Thomas Walker

After reading Open Problems in Mechanistic Interpretability, it is clear that one of the main focuses of mechanistic interpretability, and probably interpretability in general, is to understand the functional role of the neural network components. That is, we are trying to contextualise what operation a component is doing so that we can explain its behaviour, manipulate downstream behaviour, or come up with statements about the properties of the network. For example, work has previously identified so-called induction heads in transformer models, which have the functional role of attending to previously observed tokens and continuing the observed pattern. However, as we scale up these models and train them on more general tasks, coming up with such clean and relevant descriptions becomes intractable or even impossible. It may be that no such explanation exists for the functional role of a given component of these models.

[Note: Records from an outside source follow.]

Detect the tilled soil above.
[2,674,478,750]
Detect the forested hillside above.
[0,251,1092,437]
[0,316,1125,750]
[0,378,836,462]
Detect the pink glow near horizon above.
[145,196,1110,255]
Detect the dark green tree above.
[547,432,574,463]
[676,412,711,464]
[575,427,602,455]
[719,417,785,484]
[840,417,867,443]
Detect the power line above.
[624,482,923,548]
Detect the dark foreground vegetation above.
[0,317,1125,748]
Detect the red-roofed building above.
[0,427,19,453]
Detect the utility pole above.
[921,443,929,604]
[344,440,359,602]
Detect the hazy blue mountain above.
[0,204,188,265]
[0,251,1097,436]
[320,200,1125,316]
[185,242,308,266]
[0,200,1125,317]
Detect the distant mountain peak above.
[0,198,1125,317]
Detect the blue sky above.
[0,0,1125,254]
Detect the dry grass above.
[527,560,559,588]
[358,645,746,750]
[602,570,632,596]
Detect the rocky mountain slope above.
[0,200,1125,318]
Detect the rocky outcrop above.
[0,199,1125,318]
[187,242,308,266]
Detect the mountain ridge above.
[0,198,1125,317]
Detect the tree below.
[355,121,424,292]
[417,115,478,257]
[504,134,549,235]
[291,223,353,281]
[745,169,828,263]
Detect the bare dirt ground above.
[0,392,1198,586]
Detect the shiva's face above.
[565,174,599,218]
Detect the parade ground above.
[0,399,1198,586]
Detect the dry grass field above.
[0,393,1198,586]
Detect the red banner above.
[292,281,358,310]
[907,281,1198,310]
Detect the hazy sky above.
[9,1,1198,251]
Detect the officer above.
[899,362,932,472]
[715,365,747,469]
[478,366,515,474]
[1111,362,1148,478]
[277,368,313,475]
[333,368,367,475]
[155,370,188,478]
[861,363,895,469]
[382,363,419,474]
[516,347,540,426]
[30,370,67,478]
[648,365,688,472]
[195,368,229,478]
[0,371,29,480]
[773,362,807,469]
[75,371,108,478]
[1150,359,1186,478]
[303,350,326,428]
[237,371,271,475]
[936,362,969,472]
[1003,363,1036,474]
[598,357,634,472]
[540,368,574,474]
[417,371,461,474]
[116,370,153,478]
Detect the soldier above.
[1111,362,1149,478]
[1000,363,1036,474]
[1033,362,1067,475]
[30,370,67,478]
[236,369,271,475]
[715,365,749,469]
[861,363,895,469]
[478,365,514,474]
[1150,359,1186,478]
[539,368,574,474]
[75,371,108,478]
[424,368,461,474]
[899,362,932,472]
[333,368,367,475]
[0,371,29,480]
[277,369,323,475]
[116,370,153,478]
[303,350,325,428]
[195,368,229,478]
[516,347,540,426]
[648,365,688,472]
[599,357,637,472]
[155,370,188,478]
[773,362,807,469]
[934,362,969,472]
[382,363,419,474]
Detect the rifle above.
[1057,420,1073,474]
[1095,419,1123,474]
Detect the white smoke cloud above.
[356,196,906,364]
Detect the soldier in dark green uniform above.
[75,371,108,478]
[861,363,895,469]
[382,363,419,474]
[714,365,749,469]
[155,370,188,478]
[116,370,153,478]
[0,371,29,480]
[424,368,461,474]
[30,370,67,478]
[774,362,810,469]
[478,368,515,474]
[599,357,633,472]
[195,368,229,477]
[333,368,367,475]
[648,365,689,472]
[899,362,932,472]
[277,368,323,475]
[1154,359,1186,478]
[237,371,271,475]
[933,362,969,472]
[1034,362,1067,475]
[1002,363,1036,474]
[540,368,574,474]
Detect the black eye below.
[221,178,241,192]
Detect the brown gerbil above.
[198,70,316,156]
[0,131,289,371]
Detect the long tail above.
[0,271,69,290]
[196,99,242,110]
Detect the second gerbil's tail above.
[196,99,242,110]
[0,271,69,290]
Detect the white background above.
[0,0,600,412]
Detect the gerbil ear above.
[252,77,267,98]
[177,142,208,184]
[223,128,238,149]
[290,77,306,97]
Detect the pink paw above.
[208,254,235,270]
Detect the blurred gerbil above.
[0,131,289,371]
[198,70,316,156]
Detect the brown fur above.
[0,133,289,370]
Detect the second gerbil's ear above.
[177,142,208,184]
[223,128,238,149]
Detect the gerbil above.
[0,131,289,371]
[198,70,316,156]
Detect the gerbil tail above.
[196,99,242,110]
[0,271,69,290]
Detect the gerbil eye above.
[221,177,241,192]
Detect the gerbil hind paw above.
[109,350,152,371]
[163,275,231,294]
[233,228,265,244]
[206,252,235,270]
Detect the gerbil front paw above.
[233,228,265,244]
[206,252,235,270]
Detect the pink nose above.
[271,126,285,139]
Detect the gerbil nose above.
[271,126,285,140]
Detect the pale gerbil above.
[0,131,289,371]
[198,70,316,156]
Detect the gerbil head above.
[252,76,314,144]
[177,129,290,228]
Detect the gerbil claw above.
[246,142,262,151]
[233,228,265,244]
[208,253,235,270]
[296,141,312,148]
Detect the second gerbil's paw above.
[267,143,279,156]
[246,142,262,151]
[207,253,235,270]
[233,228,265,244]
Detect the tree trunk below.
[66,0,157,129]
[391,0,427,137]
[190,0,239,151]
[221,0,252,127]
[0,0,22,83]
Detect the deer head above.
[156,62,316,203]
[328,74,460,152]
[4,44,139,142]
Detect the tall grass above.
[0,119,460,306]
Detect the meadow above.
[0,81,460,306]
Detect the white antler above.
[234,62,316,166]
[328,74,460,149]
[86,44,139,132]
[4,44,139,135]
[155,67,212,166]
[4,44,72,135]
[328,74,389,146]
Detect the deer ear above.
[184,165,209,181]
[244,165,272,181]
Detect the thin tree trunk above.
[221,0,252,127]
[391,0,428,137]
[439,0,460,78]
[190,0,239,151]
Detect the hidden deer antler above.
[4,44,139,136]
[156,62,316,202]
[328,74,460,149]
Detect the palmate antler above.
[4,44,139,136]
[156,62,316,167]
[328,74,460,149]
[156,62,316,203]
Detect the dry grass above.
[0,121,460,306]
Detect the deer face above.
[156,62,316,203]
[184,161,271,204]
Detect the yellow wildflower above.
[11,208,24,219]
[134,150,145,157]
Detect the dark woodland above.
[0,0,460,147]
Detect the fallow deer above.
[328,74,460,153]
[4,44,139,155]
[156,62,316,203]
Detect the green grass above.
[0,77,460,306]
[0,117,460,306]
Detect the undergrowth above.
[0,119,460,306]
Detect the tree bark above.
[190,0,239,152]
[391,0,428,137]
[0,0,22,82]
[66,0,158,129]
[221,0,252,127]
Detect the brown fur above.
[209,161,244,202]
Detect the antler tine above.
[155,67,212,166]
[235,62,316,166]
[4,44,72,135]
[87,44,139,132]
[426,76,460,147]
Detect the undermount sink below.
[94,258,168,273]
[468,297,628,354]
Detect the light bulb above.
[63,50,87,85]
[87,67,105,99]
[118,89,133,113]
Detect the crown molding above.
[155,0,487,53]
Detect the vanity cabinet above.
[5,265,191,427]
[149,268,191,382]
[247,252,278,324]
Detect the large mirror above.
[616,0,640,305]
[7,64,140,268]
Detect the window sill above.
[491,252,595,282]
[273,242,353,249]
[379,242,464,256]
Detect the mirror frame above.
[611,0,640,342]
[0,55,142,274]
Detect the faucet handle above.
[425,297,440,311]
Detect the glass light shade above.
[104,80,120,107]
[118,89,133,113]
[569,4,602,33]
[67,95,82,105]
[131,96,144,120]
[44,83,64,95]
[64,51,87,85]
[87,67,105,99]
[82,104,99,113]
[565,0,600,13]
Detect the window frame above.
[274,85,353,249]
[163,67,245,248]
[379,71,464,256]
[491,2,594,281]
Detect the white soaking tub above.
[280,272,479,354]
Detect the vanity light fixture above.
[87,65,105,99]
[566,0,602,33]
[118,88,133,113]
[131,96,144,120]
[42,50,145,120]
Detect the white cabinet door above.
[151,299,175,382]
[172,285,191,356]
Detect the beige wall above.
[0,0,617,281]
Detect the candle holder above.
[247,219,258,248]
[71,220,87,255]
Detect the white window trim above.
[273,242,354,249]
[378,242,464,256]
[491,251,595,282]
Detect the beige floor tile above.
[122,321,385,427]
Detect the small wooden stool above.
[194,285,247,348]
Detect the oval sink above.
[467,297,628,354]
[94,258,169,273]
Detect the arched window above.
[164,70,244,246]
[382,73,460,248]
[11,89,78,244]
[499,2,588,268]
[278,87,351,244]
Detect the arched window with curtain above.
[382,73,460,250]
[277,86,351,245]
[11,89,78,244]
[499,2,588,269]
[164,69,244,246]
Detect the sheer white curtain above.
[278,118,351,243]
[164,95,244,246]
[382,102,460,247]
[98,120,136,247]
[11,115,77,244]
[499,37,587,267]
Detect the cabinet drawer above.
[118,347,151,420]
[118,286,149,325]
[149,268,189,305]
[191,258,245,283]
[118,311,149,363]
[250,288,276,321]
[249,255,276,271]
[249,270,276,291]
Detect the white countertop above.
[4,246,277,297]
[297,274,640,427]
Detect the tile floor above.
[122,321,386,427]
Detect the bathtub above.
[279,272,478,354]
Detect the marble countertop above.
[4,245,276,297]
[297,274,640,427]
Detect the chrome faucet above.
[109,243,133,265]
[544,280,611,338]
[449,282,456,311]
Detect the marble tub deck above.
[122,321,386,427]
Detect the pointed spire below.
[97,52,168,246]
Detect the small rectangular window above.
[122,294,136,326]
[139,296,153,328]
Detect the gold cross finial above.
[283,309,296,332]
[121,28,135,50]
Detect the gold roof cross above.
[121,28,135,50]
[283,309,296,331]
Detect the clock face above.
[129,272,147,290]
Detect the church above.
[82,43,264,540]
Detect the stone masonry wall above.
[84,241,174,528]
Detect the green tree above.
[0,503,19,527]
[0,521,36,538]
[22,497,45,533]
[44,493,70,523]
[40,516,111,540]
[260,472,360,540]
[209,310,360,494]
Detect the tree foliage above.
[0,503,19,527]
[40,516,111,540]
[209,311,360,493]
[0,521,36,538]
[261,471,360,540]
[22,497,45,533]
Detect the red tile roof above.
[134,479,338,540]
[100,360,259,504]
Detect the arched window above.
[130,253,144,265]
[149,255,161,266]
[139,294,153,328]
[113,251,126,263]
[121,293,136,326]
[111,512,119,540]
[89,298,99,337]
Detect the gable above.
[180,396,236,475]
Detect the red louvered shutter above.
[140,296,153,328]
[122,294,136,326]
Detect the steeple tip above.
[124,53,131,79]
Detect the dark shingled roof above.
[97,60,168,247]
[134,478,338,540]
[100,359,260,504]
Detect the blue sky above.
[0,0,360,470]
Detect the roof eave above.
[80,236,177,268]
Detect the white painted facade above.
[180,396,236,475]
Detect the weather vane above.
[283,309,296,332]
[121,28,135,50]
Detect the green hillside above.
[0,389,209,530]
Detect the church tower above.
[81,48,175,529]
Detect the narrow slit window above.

Instead of trying to contend with the curse of dimensionality, researchers have opted to arrive at approximate descriptions by analysing the behavioural properties of these components, with the hope that one can infer the functional role from the behavioural observations. As an analogy, suppose one has an unwieldy function 𝑓(𝑥) , a one-dimensional function whose derivative is the origin you’d like to compute. However, even calculating its derivative analytically and evaluating it at the origin is daunting. Instead, you sample smaller points around the origin and compute their scaled difference to approximate the derivative. The function's underlying shape will determine how good of an approximation this is. However, it is still likely to indicate the curvature of the function at the origin. In my mind, this is similar to the state of play of most interpretability work. We have some unwieldy neural network, and we are probing it, perturbing it or simplifying it to elicit behaviours that hopefully yield some insight into its functional role.

But is it necessary to make this dash to obtain behavioural observations? After all, we have an exact formulation of the function of a neural network given by its weights. We know it is a high-dimensional function, but shouldn’t we at least try to inspect the function directly? Although it is trained on complex datasets, these networks often appear to have a remarkable generalisation property, so wouldn’t this suggest that the actual function may not be as complex as we expect (after we account for the noise that arises due to their non-symbolic nature)?

Of course, there are already research avenues that put the function at the focus of the investigation - namely spline theory, tropical geometry and singular learning theory. However, it seems that the field (mechanistic interpretability) that has one of its aims to explain the functional role of a neural network largely ignores it…